DOI:10.1039/d1tc01943k

PMID:35360440

原文链接:https://pmc.ncbi.nlm.nih.gov/articles/PMC8900490/

Abstract

Herein we report the design of core@shell nanoparticles formed by a metallic Au nanostar core and a spin-crossover shell based on the coordination polymer Fe(Htrz)(trz). This procedure is general and has been extended to other metallic morphologies (nanorods, nanotriangles).
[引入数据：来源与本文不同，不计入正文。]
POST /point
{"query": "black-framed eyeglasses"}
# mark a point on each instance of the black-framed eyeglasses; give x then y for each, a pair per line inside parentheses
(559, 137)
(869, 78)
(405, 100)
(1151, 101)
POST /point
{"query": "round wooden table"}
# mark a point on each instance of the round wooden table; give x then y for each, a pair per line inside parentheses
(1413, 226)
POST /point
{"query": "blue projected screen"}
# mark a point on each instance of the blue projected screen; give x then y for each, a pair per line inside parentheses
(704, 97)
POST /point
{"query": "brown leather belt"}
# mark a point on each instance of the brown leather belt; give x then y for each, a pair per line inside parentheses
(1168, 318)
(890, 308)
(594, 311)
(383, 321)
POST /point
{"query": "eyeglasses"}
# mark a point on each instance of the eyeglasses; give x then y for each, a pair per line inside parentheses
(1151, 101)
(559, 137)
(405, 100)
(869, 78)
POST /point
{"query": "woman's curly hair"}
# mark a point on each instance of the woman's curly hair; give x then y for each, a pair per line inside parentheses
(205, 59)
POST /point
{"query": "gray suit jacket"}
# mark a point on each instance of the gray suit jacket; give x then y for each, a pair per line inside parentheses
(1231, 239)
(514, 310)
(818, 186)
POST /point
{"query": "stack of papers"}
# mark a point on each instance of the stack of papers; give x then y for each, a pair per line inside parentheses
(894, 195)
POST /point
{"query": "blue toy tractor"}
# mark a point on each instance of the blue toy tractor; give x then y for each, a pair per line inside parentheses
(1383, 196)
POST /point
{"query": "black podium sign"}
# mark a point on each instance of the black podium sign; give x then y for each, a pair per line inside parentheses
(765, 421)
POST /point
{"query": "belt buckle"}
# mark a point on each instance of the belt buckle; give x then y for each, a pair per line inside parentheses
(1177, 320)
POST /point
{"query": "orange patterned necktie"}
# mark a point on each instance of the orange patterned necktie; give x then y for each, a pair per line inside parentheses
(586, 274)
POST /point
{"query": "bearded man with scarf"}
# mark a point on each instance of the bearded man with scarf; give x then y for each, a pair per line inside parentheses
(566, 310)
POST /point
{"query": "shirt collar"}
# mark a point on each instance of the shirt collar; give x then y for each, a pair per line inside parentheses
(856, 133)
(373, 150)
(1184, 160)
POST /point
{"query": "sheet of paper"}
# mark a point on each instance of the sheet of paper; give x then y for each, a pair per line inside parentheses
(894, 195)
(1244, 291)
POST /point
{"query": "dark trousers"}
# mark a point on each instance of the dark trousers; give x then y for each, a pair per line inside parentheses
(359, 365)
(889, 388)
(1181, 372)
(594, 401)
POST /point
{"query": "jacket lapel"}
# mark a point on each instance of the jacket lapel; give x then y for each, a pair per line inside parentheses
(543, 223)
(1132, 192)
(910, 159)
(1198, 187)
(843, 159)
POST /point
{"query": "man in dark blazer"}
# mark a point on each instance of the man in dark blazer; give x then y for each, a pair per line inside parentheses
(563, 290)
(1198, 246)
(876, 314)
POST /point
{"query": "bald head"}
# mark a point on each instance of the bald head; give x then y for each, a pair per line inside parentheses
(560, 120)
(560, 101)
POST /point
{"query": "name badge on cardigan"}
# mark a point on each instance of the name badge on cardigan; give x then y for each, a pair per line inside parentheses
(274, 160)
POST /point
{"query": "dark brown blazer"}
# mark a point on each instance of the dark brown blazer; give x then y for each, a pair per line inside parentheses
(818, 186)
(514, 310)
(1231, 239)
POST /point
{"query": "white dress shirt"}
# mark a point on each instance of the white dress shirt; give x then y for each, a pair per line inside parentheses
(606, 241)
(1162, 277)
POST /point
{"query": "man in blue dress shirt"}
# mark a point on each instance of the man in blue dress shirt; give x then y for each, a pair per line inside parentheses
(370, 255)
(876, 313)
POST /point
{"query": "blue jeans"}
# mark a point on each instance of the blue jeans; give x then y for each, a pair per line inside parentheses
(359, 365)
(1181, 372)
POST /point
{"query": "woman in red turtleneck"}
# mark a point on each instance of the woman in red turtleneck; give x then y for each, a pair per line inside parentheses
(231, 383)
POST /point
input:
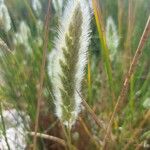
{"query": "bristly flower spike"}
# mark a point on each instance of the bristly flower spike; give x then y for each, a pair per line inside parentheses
(36, 5)
(70, 59)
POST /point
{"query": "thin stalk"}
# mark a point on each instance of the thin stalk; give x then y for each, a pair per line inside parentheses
(132, 69)
(105, 51)
(42, 73)
(67, 133)
(94, 116)
(30, 11)
(49, 137)
(88, 133)
(4, 128)
(89, 81)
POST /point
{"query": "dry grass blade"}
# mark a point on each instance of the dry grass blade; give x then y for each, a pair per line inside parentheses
(105, 51)
(89, 134)
(49, 137)
(133, 65)
(3, 125)
(42, 74)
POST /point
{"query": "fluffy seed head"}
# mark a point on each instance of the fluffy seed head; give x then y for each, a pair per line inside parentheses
(70, 59)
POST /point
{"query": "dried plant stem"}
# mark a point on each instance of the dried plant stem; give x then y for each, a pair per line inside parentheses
(88, 133)
(89, 109)
(3, 125)
(132, 68)
(105, 51)
(42, 73)
(137, 132)
(49, 137)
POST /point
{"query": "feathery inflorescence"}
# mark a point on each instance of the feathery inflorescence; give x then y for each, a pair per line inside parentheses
(5, 20)
(68, 60)
(36, 5)
(112, 37)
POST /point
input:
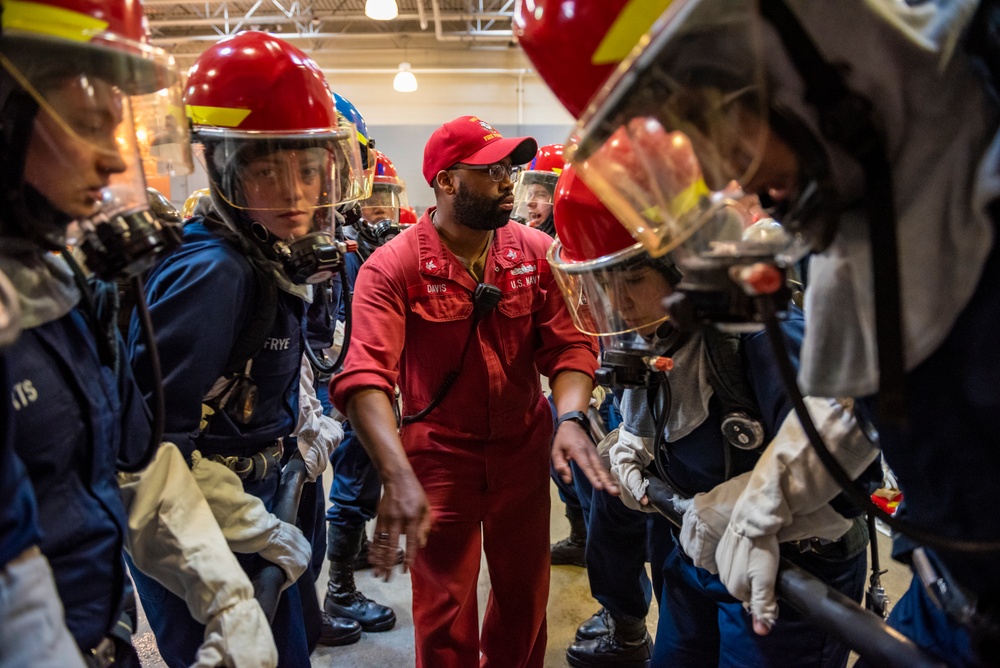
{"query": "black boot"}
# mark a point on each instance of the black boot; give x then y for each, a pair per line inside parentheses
(342, 596)
(595, 627)
(571, 551)
(336, 631)
(627, 645)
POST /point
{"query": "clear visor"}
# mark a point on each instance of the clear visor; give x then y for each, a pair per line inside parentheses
(619, 295)
(92, 140)
(533, 197)
(274, 171)
(289, 182)
(384, 204)
(681, 135)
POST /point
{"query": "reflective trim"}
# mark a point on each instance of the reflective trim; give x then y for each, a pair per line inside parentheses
(51, 21)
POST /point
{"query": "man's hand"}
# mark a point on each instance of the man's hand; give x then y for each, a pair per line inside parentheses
(573, 443)
(403, 510)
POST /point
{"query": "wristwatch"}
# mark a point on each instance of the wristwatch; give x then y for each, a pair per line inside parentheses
(575, 416)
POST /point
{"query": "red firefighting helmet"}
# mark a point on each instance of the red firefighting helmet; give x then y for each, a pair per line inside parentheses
(407, 216)
(598, 265)
(253, 82)
(584, 226)
(385, 171)
(548, 159)
(253, 94)
(575, 45)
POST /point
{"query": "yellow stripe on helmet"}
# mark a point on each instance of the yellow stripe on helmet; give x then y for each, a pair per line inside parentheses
(223, 117)
(633, 21)
(33, 17)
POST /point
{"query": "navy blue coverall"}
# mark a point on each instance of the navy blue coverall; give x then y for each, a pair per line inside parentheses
(201, 298)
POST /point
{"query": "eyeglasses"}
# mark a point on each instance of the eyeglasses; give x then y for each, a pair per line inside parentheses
(497, 170)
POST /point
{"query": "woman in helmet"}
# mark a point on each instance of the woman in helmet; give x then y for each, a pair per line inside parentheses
(74, 76)
(229, 305)
(701, 425)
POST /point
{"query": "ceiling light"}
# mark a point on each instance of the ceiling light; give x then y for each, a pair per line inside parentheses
(404, 82)
(381, 10)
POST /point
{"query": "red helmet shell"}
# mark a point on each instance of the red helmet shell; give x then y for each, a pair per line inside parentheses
(385, 171)
(253, 81)
(584, 226)
(548, 159)
(576, 45)
(407, 216)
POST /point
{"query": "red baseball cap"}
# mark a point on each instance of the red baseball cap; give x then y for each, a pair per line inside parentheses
(472, 141)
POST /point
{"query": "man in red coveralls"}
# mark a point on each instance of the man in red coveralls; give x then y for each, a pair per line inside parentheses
(472, 473)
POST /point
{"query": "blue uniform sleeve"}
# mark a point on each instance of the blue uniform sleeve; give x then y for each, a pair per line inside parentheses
(198, 299)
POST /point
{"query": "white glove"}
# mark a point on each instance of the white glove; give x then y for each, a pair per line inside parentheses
(174, 538)
(707, 519)
(228, 639)
(318, 435)
(597, 396)
(245, 522)
(629, 455)
(749, 566)
(338, 341)
(789, 481)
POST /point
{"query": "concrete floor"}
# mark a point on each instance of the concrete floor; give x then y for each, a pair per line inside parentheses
(569, 604)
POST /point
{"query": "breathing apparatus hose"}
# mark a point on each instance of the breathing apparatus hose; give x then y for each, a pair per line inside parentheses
(821, 605)
(331, 367)
(158, 405)
(109, 356)
(768, 310)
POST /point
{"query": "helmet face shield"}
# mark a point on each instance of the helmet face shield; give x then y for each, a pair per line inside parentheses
(285, 181)
(533, 197)
(384, 204)
(682, 133)
(103, 117)
(618, 297)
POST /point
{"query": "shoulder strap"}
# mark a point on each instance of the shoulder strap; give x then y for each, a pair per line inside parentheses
(727, 373)
(255, 332)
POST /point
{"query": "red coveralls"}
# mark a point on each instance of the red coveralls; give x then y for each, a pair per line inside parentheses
(482, 454)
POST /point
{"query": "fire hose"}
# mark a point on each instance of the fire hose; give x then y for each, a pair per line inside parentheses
(267, 583)
(822, 606)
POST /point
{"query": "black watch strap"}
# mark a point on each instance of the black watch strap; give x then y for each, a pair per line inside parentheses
(574, 416)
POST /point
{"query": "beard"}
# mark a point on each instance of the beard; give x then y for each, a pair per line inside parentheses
(479, 212)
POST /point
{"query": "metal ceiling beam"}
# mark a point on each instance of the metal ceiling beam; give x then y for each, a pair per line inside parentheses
(272, 19)
(473, 36)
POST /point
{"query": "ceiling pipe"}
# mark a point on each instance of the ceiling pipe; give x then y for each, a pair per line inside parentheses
(470, 36)
(519, 72)
(474, 36)
(271, 19)
(421, 15)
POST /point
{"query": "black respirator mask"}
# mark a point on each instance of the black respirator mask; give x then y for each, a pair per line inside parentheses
(127, 243)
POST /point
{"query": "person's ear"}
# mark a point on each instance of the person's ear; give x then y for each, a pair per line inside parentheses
(446, 182)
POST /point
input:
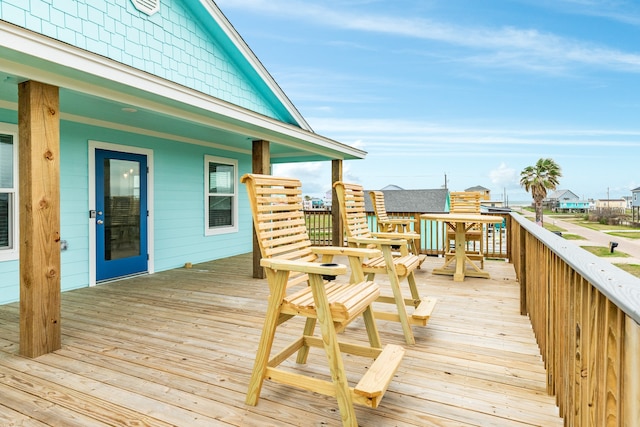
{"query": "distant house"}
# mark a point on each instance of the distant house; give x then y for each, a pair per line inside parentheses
(611, 204)
(635, 204)
(486, 193)
(566, 201)
(420, 201)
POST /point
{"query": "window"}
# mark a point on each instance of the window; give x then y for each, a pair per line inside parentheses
(221, 199)
(8, 193)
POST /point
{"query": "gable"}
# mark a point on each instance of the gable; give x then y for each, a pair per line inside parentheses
(188, 42)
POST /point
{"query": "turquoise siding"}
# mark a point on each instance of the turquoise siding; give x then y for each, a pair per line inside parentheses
(178, 205)
(173, 44)
(573, 205)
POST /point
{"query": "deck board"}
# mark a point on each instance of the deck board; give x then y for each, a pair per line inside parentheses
(177, 347)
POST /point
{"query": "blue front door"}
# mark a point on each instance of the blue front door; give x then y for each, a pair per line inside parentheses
(121, 214)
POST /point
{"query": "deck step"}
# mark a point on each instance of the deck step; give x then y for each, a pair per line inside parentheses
(375, 382)
(425, 309)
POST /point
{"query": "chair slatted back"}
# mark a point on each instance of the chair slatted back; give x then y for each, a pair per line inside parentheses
(354, 216)
(465, 201)
(278, 220)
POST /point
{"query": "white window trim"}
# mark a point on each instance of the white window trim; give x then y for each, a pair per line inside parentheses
(228, 229)
(13, 253)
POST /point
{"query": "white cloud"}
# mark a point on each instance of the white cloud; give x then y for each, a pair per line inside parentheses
(504, 177)
(500, 46)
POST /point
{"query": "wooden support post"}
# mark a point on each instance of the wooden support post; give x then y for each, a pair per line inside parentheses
(337, 228)
(39, 184)
(261, 165)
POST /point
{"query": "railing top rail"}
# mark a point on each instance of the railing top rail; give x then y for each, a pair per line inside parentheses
(622, 288)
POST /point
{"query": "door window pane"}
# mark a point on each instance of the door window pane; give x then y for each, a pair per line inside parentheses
(122, 208)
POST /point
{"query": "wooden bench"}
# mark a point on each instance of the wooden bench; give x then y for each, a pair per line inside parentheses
(398, 267)
(396, 225)
(301, 282)
(467, 202)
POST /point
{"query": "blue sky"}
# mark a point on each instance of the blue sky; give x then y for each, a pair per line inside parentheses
(474, 90)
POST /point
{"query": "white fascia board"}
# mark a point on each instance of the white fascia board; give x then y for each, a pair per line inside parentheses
(242, 121)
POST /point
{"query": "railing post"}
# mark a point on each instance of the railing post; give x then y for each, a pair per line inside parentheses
(522, 274)
(631, 381)
(337, 231)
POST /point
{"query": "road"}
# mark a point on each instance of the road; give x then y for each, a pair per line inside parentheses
(598, 238)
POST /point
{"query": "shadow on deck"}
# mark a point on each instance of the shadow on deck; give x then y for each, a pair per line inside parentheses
(177, 348)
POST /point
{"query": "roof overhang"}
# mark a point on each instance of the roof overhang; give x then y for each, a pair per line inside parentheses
(99, 91)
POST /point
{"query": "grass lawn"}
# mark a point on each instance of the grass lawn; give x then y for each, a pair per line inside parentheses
(629, 235)
(630, 268)
(549, 225)
(573, 237)
(603, 251)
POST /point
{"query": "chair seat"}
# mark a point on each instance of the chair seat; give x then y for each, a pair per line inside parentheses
(346, 301)
(404, 264)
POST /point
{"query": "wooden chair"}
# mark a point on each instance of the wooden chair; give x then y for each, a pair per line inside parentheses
(294, 271)
(398, 268)
(396, 225)
(467, 202)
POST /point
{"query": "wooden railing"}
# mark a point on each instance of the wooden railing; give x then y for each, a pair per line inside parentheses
(585, 313)
(432, 233)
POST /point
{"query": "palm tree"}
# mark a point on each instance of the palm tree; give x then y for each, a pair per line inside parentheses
(538, 179)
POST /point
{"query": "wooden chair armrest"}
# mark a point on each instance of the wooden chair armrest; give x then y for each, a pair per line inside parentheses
(346, 251)
(396, 235)
(400, 221)
(303, 266)
(394, 241)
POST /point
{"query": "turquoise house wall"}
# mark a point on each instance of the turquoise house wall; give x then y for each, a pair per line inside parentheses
(9, 270)
(173, 44)
(178, 174)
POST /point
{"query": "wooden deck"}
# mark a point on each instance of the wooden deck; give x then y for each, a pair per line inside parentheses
(177, 347)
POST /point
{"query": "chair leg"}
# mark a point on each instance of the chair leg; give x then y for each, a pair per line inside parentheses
(413, 287)
(397, 295)
(372, 329)
(332, 349)
(266, 339)
(303, 353)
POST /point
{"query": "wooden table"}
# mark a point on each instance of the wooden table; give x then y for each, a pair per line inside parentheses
(460, 223)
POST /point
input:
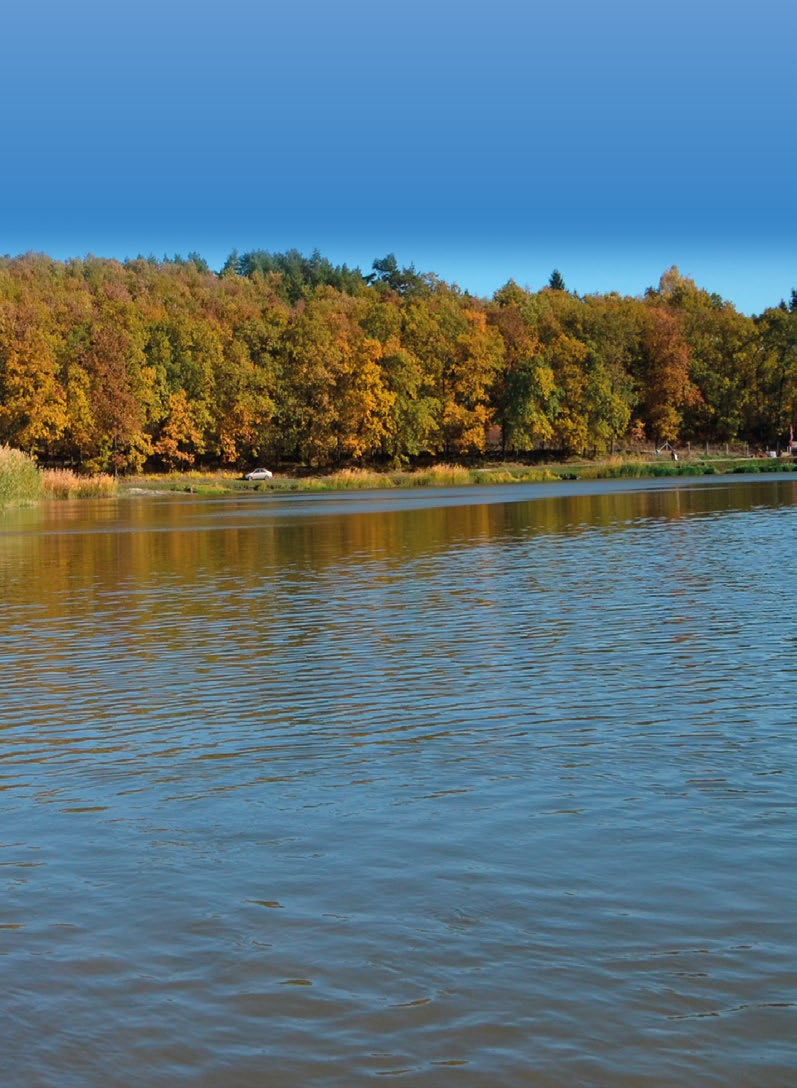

Thanks to the photothermal effect arising from the plasmonic properties of the Au nanostar, 60% of iron centers undergo a thermal spin transition inside the thermal hysteresis triggered by a 808 nm laser low intensity irradiation. Compared to other Au morphologies, the great advantage of the nanostar shape arises from the hot spots created at the branches of the nanostar. These hot spots give rise to large NIR absorptions, making them ideal nanostructures for efficiently converting light into heat using low energy light, like that provided by a 808 nm laser.

摘要

在此，我们报道了由金属金纳米星核和基于配位聚合物Fe(Htrz)(trz)的自旋交叉壳层形成的核壳纳米粒子的设计。该方法具有通用性，并已扩展到其他金属形态（纳米棒、纳米三角形）。由于金纳米星的等离子体特性产生的光热效应，在808 nm激光低强度照射引发的热滞回内，60%的铁中心发生热自旋转变。与其他金形态相比，纳米星形状的巨大优势源于纳米星分支处产生的热点。这些热点产生大量近红外吸收，使其成为利用低能量光（如808 nm激光提供的光）将光有效转化为热的理想纳米结构。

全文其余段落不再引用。